Sporting de Charleroi is directed by the French businessman of Iranian origin Mehdi Bayat, who has also been the president of the RBFA, the Belgian Football Federation, for the past year.

Mehdi Bayat is also the brother of Mogi Bayat, ex-leader of the same club and central figure of "footballgate", who broke up in October 2018.

One of the most powerful player agents in Belgium, Mogi Bayat, was charged in this case and briefly imprisoned in the fall of 2018.

He is suspected of having "manipulated" several transfers in order to increase the amount of his commissions, with the complicity of agents, clubs or companies based in France, England and Luxembourg.

Another players' agent, Dejan Veljkovic, was also implicated in the file. He accepted the status of repentant at the end of 2018 for a suspended prison sentence, and is now collaborating in the investigation.

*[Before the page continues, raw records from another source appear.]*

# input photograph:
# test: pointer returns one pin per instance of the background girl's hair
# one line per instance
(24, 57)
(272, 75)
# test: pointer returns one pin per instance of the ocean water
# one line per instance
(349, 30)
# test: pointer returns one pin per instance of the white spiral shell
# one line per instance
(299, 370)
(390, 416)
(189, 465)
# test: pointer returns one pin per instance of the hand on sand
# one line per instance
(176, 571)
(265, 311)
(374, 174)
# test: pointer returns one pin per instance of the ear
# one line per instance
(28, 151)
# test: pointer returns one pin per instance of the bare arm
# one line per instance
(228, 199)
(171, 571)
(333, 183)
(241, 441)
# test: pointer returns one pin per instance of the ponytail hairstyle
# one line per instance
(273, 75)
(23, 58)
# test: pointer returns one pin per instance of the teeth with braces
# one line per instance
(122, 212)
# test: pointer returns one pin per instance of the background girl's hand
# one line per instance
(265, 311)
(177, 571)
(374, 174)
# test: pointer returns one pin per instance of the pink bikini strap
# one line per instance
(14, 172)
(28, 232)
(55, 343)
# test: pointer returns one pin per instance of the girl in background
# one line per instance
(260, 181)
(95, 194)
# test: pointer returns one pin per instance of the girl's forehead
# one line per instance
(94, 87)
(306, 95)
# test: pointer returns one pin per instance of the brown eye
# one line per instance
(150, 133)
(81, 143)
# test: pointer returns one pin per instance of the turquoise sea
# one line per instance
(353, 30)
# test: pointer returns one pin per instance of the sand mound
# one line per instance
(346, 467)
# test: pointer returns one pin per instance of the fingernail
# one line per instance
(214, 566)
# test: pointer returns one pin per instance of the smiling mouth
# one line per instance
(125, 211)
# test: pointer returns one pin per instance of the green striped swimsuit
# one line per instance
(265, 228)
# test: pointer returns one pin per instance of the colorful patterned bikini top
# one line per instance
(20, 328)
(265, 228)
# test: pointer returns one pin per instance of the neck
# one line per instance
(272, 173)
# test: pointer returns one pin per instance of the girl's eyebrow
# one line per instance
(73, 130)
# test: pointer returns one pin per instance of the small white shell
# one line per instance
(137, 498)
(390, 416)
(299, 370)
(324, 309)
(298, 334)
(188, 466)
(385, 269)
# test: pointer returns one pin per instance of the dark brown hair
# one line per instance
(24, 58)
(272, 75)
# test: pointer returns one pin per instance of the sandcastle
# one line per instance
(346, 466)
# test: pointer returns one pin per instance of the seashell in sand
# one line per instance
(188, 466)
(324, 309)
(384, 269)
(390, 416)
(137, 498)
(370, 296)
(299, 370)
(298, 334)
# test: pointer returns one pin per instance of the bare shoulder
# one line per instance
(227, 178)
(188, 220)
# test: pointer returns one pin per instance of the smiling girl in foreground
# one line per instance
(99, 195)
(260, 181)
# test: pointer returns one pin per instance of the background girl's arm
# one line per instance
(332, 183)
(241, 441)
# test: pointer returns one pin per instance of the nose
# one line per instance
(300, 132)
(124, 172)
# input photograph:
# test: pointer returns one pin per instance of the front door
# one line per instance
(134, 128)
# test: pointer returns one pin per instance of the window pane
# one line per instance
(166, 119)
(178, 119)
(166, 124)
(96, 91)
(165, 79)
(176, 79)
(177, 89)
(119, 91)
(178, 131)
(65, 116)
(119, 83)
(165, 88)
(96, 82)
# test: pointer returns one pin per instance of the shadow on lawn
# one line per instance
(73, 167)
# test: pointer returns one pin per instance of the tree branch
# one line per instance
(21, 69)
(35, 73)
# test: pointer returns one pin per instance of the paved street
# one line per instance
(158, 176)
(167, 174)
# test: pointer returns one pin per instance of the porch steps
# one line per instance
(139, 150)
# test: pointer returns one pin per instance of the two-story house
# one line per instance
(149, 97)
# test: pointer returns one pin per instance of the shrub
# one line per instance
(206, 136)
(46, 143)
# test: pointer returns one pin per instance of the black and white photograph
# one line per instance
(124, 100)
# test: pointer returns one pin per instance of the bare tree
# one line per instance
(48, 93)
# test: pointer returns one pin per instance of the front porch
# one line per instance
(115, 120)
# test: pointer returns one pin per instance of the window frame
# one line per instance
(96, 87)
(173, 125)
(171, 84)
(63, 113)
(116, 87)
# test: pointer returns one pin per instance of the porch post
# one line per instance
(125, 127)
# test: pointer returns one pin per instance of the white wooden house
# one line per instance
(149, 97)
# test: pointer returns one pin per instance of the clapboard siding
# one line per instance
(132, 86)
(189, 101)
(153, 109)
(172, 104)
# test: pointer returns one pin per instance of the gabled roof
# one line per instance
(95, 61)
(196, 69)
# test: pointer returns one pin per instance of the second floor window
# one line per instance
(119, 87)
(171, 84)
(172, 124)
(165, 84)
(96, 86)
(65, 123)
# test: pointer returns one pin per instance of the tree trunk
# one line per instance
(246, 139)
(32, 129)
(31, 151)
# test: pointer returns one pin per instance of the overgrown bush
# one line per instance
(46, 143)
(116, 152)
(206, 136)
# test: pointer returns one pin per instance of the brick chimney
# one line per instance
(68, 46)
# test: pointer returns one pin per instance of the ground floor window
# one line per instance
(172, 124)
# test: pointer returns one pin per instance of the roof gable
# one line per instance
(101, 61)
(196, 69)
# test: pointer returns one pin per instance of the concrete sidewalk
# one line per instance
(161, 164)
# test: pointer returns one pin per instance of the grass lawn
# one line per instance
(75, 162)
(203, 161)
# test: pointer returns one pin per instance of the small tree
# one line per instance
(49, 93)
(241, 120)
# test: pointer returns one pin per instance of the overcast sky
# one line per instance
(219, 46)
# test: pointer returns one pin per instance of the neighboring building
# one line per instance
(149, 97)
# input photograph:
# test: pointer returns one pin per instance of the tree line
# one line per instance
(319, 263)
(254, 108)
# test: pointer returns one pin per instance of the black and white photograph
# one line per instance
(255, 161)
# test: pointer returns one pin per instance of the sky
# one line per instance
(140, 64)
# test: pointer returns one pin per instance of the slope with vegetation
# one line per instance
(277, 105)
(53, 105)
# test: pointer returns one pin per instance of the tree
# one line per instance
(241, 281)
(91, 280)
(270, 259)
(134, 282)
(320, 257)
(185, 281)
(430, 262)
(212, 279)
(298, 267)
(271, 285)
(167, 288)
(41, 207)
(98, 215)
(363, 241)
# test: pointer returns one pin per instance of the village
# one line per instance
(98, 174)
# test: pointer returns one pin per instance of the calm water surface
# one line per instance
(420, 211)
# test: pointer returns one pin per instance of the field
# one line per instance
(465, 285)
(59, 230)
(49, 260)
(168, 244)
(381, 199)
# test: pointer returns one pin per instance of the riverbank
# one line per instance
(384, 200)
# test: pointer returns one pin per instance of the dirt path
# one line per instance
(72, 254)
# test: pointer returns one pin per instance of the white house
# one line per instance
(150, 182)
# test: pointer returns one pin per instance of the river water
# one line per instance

In February 2019, a series of searches and hearings had been carried out, targeting people close to Mr. Veljkovic's entourage as well as those of the KRC Genk and Sporting Lokeren clubs. Genk, quadruple champion of Belgium (the last time in 2019), was already in the crosshairs of the investigators.

In total, around twenty people (agents, referees, players, managers) have already been charged in the investigation led by an investigating judge from Tongeren (north-east). In addition to the questionable transfers, a second part concerns two matches allegedly rigged in March 2018.